The first proposed amendment is to Section 8B2.1, titled Effective Compliance and Ethics Program (the “Compliance Guidelines”), which serves as a guide for effective corporate compliance programs. The proposed amendment focuses on document retention policies and provides that executive management and members of the board of directors must be aware of the organization’s document retention policies and conform those policies to meet the goals of an effective compliance plan. In addition, as part of its periodic compliance plan assessment activity, the organization should verify that all employees are aware of the document retention policies and that those policies conform to the goals of an effective compliance plan.
The second amendment is also to the Compliance Guidelines and sets forth the steps the organization should take after detecting criminal conduct. The steps include self-reporting, cooperating with authorities and providing restitution and remediation to identifiable victims. In addition, the amendment recommends that an organization periodically assess the corporate compliance program, make necessary modifications and, as such, retain an independent monitor to ensure adequate assessment and implementation of the necessary modifications.
In addition, the Commission has proposed an amendment to Section 8d1.4 governing conditions of probation for organizations. The amendment provides, as a condition of probation, that an organization shall be required to retain an independent corporate monitor agreed upon by the parties or appointed by the court. The scope of the independent monitor’s role shall be approved by the court, and the organization shall pay for the monitor’s compensation and costs. Although similar provisions have become a staple of sentence requirements in the recent years, the amendment codifies the practice and provides specific guidance on the role of the corporate monitor.
The Commission also requested comments to a proposed amendment to Section 8C2.5(f)(3), which at present provides a reduction in sentencing for an effective compliance program. The proposed amendment would entitle an organization to a reduction even where executive management or members of the board of directors are involved if:
(a) the person with operational responsibility for corporate compliance reports directly to the board level;
(b) the compliance program is the first to uncover the offense; and
(c) the organization reports the criminal conduct to the appropriate authorities.

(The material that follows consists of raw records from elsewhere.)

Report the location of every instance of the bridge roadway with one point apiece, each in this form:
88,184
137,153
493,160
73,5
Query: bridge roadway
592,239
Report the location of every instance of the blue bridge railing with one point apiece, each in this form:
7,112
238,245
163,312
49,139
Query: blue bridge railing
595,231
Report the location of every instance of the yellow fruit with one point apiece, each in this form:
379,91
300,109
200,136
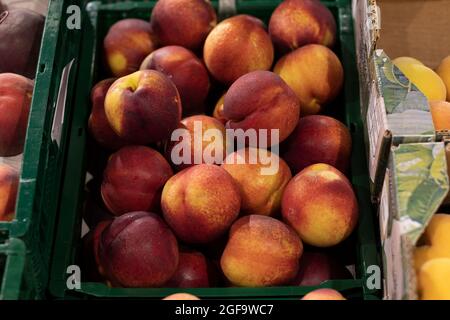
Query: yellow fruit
434,280
444,72
426,80
437,232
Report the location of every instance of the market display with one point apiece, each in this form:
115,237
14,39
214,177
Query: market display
224,150
217,219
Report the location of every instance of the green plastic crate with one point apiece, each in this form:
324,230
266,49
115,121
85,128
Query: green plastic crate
97,18
32,231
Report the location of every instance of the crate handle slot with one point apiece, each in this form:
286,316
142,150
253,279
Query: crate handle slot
58,117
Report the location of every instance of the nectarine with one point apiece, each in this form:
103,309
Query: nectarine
261,251
133,180
236,46
296,23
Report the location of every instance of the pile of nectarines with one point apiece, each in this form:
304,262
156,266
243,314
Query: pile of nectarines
217,217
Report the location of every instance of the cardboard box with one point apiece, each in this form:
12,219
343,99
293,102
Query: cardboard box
407,157
394,110
416,185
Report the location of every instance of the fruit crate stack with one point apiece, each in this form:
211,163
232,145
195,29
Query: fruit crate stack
406,112
27,238
119,167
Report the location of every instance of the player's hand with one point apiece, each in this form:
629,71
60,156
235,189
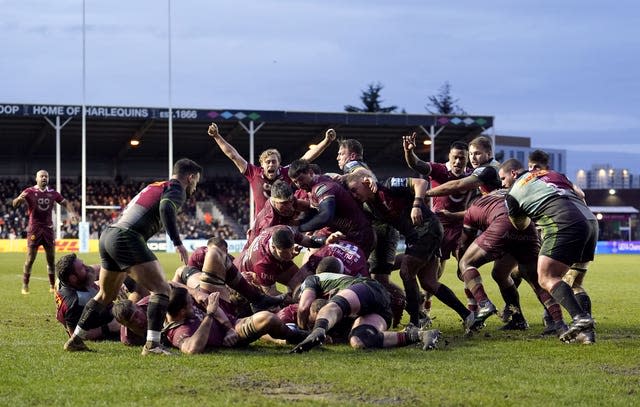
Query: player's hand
315,338
184,255
213,130
334,237
330,135
409,142
416,216
371,183
212,302
230,338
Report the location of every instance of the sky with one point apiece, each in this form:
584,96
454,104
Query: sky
563,73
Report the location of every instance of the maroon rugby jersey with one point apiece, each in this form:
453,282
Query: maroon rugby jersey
352,257
268,217
349,218
40,205
196,259
259,260
441,174
261,185
154,207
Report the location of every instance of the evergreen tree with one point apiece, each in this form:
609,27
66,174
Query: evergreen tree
444,103
371,101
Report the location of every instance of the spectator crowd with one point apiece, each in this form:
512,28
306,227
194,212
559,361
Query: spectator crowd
229,194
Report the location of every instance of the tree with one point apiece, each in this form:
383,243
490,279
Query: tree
371,101
444,103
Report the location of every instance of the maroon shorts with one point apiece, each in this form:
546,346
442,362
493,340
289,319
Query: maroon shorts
40,236
450,240
501,237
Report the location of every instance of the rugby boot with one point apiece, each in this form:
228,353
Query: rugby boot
517,323
156,350
297,335
506,313
485,310
75,344
315,338
556,328
266,302
429,339
472,324
582,322
587,337
424,321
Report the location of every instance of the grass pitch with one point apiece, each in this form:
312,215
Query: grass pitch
492,368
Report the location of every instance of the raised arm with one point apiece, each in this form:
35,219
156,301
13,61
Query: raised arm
416,164
319,148
20,199
455,186
227,148
419,190
70,211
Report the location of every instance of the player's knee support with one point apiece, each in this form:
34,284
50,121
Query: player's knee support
370,337
344,305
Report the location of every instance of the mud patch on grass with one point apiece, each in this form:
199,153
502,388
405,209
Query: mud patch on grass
289,391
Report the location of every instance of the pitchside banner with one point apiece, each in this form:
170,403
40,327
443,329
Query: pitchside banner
618,247
235,246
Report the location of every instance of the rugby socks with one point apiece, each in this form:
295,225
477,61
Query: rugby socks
472,304
584,301
550,304
473,281
25,279
91,318
447,296
511,297
156,312
563,294
235,280
412,293
321,323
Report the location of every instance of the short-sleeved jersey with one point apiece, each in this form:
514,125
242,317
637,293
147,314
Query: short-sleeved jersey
485,210
268,217
196,258
354,165
352,257
349,218
489,214
392,204
547,198
178,332
127,336
488,176
326,285
70,304
154,207
259,260
440,174
261,185
40,205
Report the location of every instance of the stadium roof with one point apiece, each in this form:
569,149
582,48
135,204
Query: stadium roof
27,131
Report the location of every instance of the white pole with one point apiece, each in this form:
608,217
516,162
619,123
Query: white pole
57,126
83,227
170,90
252,131
170,247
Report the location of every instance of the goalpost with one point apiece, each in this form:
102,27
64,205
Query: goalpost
84,234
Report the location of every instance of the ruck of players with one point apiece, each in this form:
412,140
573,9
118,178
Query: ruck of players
322,266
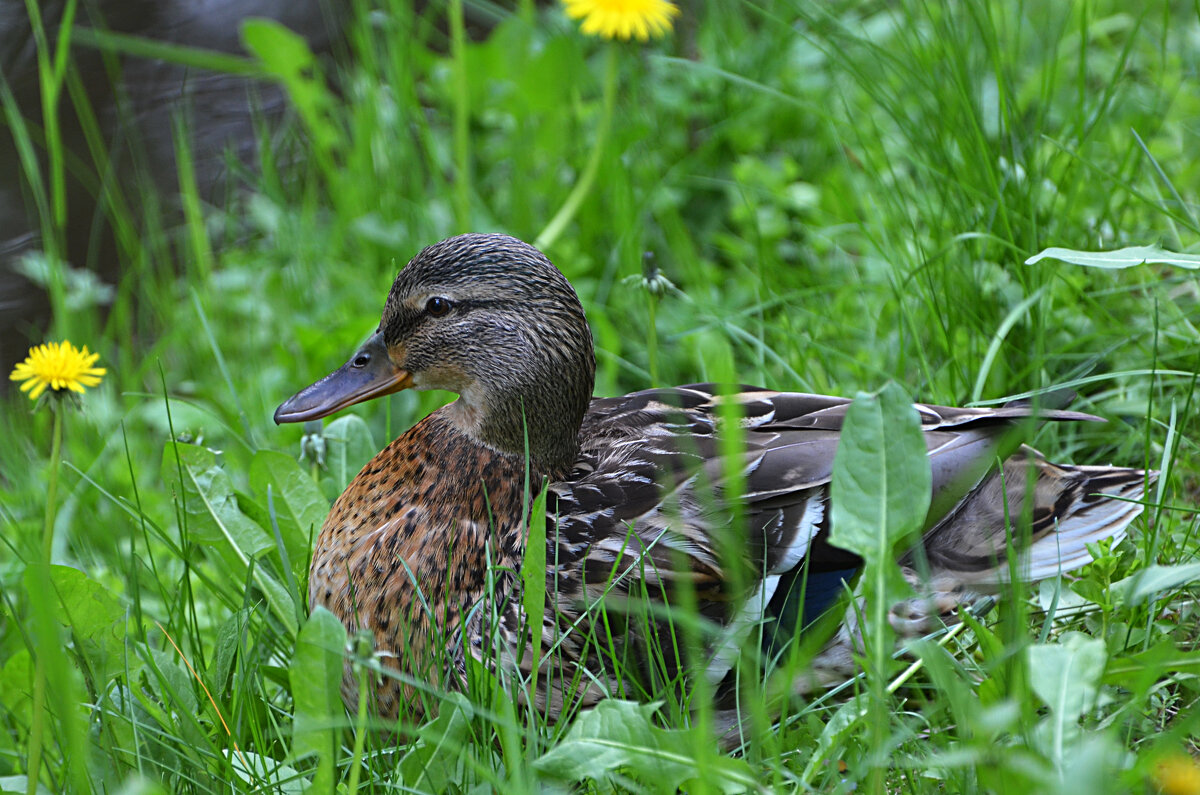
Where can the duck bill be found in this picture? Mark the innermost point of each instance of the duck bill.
(369, 374)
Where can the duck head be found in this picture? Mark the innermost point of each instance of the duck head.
(491, 318)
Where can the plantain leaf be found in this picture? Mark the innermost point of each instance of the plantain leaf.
(316, 675)
(1120, 258)
(299, 504)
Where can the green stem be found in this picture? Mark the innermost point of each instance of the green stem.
(461, 118)
(37, 724)
(583, 186)
(652, 348)
(360, 733)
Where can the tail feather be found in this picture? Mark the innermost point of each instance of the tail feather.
(1072, 507)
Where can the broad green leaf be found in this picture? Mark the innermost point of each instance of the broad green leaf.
(1156, 579)
(621, 736)
(533, 578)
(316, 675)
(95, 616)
(174, 687)
(1066, 675)
(229, 640)
(881, 476)
(880, 494)
(300, 507)
(1120, 258)
(432, 763)
(348, 447)
(214, 516)
(211, 506)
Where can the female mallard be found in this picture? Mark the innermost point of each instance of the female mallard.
(424, 545)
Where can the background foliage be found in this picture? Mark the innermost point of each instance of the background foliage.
(841, 193)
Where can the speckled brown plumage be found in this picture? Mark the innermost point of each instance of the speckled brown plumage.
(424, 548)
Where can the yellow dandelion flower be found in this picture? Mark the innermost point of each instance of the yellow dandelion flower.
(1177, 775)
(58, 365)
(623, 18)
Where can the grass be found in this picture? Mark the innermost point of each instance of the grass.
(843, 195)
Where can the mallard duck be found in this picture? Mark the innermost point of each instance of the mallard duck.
(424, 548)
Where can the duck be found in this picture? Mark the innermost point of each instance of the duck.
(424, 551)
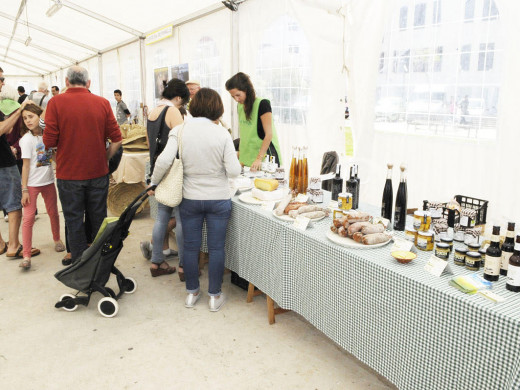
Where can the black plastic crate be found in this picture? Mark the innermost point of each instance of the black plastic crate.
(479, 205)
(238, 281)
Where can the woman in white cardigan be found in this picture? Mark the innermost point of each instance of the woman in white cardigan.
(209, 159)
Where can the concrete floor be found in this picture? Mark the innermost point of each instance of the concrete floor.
(154, 342)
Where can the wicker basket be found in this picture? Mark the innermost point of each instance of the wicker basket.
(121, 195)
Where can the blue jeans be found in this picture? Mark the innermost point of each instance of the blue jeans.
(164, 213)
(80, 197)
(216, 213)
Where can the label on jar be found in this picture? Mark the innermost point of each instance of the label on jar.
(513, 276)
(492, 265)
(505, 260)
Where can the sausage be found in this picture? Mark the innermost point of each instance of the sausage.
(376, 238)
(342, 232)
(373, 229)
(293, 206)
(313, 214)
(358, 237)
(282, 205)
(356, 227)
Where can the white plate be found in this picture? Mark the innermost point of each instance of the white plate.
(350, 243)
(285, 217)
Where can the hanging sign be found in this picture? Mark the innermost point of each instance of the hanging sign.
(159, 35)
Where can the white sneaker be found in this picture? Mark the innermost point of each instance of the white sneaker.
(216, 303)
(191, 300)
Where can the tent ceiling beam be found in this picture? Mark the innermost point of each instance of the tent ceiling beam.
(45, 50)
(18, 61)
(20, 10)
(48, 32)
(101, 18)
(25, 55)
(22, 67)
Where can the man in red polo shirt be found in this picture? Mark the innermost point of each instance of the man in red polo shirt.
(79, 123)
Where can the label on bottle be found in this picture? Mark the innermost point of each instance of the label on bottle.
(513, 276)
(492, 265)
(505, 259)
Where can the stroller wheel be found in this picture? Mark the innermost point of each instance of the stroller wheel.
(108, 307)
(70, 305)
(129, 285)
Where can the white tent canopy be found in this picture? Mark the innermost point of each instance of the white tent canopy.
(302, 54)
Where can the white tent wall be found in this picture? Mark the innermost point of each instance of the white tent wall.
(438, 167)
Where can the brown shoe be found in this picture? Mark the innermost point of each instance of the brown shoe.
(162, 271)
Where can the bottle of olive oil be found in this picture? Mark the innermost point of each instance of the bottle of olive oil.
(507, 248)
(513, 269)
(401, 202)
(337, 183)
(388, 195)
(493, 257)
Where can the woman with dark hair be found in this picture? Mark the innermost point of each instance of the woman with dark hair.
(209, 160)
(255, 120)
(161, 120)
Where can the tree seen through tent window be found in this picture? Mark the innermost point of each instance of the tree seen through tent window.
(283, 73)
(205, 66)
(429, 71)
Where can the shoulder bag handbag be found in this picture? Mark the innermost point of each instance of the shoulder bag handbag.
(169, 190)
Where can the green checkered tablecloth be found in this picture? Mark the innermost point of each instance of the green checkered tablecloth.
(410, 326)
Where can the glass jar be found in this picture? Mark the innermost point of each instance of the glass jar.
(442, 250)
(425, 240)
(459, 258)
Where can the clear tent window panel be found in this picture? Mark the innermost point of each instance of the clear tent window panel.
(443, 78)
(284, 72)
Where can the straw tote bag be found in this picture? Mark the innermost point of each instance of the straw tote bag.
(169, 190)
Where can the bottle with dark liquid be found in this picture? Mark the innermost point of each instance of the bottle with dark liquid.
(507, 248)
(337, 183)
(351, 186)
(355, 204)
(513, 269)
(388, 195)
(401, 201)
(493, 257)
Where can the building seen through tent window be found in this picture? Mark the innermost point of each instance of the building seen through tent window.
(283, 73)
(434, 54)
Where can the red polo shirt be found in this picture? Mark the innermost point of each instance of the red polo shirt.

If the proposed amendments are enacted, organizations should consider including their document retention policies in both the corporate compliance plan materials and their employee handbook. Clearly, the Commission continues to focus and heighten the awareness obligations of an organization’s executive management and board of directors, emphasizing the importance of internal reporting relationships to effective corporate compliance.
Comments regarding the proposed amendments are due to the Commission by March 22, 2010. The Commission will then hold a public hearing on these comments.